How do most browsers behave if they get multiple A-records from the DNS server? Do the stick to one IP as long as it is reachable (and only use another if the IP is down)? Or do they switch all the time for no reason?
If the majority current browsers stick to one IP, DNS-RR would be enough for me as a simple failover solution.
Each browser has it's own method of handling round-robin DNS, I've spent some time today researching this problem and will continue to update my answer as I find proof of implementation which will limit my answers to browsers that expose their behavior.
Google Chrome
Google Chrome (v58 used) will request all host entries for an address (A, AAAA, CNAME) and put them into an array (address_list). Chrome will then attempt to open a socket on each IP address in order from first to last, chrome will not attempt the fastest or closest IP, it assumes the first IP (given by your upstream dns resolvers) is the best IP. In my tests bind and windows dns servers give a different order of IPs per lookup, giving what seems like 50/50 split in bandwidth to each IP. This functionality is exposed in
chrome://net-internals/#events&q=type:SOCKET%20is:active
Curl (libcurl/7.54.0)
Curl also has this fail-over function but the
--connect-timeout
is much longer than the default in chrome, chrome fails over immediately, Curl does not. If you use libcurl and want to survive a round-robin dns instance where one IP fails, (works in chrome but not in code) be sure to specify this value lower.DEFAULT_CONNECT_TIMEOUT:0 made me think this wasn't possible with curl.

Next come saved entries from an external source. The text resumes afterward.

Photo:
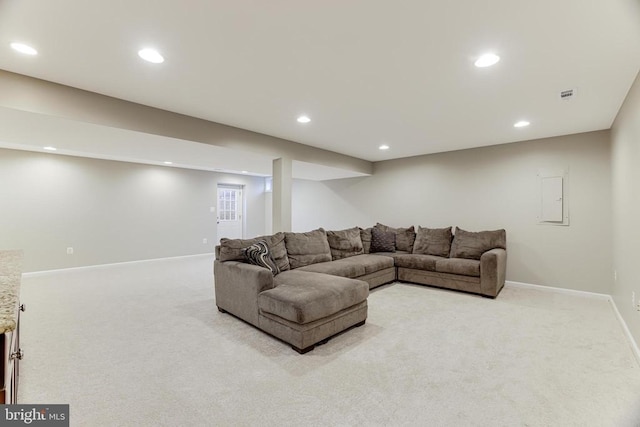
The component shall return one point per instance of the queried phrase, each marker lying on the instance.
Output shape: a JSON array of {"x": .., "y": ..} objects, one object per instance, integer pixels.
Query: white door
[{"x": 230, "y": 212}]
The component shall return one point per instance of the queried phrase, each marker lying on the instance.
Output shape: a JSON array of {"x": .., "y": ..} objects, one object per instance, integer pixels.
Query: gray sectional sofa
[{"x": 303, "y": 288}]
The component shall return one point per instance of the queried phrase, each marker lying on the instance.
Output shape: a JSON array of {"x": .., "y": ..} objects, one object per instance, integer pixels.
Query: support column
[{"x": 282, "y": 185}]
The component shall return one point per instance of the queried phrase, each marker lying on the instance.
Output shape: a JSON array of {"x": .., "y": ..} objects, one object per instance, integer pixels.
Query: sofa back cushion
[
  {"x": 433, "y": 241},
  {"x": 345, "y": 243},
  {"x": 231, "y": 249},
  {"x": 307, "y": 248},
  {"x": 470, "y": 245},
  {"x": 382, "y": 241},
  {"x": 365, "y": 236},
  {"x": 405, "y": 237}
]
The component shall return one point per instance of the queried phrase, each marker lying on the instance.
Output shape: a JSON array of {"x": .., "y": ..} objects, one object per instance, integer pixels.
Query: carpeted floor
[{"x": 143, "y": 345}]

* After 149990ms connect time, move on!
On both browsers, the IP was not sticky, they followed the TTL given in DNS and once that ttl expired (chrome maintains this internally, curl asks on each request), the ip selection is performed each time as described above.
What does this mean? DNS-RR is ok for some systems, but it is not designed for failover. You should expect that all results from the DNS looking are (a source of truth) valid and available to serve traffic. There are many ways to ensure IP availability, such as virtual float IPs, BGP/Routing tricks, etc. Use them.
All tests performed in IPv4 only environment, will return with dual-stack results once enough infrastructure is available to test.
I speculate these changes are a side-effect of the IPv6-Fallback RFC Happy Eyeballs
Update A useful consideration, RR DNS can only assist with load balancing, not application failures, if one of your nodes has a 503 you will serve 40-60% if your traffic 503s. The assumption is made that all IPs listed are valid working endpoints if reachable
See this my question (and answer): How browsers handle multiple IPs.
Shortly - round robin dns does not improve availability at all. Browser chooses one IP and sticks to it, even if it does not responds. (Checked with FF and chrome).
Once browser dns cache expires, hostname resolved again and the process repeated, regardless of did IP answered or not.
For basic HA, you may use dynamic DNS or various IP-based approaches.
EDIT: This behavior will take place when inaccessible host acts as a "black hole". If instead the host ctively refuses incoming connections, browser will try one ip, get refuse and immediately use another ip and thus it will fail-over pretty well.
All modern browsers implement this https://www.rfc-editor.org/rfc/rfc8305 Happy Eyeballs Version 2: Better Connectivity Using Concurrency
Roughly that means that a server with fastest connection will be used. IPv6 has higher priority.
edit: Editing my answer since HiPerFreak schooled me.
DNS servers will return a list of all A records it has for a given host name. Where round robin comes in is that it rotates how the list is ordered. The link that lain posted is a great example of how web browsers will make use of that list.
Round Robinning can be used for a very primitive form of load balancing, but is a very poor substitute for real load balancing, since if one of the hosts in the round robin rotation goes down, the DNS server will be none the wiser and will still put the IP address of the downed node in the list.
They switch the IPs, it isn't a failover solution.
The browsers let the OS to do the name resolution, and for examle Linux always randomizes the IP addresses, try host google.com several times. The IPs will come in random order.
The DNS return all the IP in a list but they change the order of the list and this order is not random or change when 1 fails but they always return the IPs in the same sequence for load balancing reasons. When the browser receive the list, I suppose it picks the 1st in the list if not known as non-working.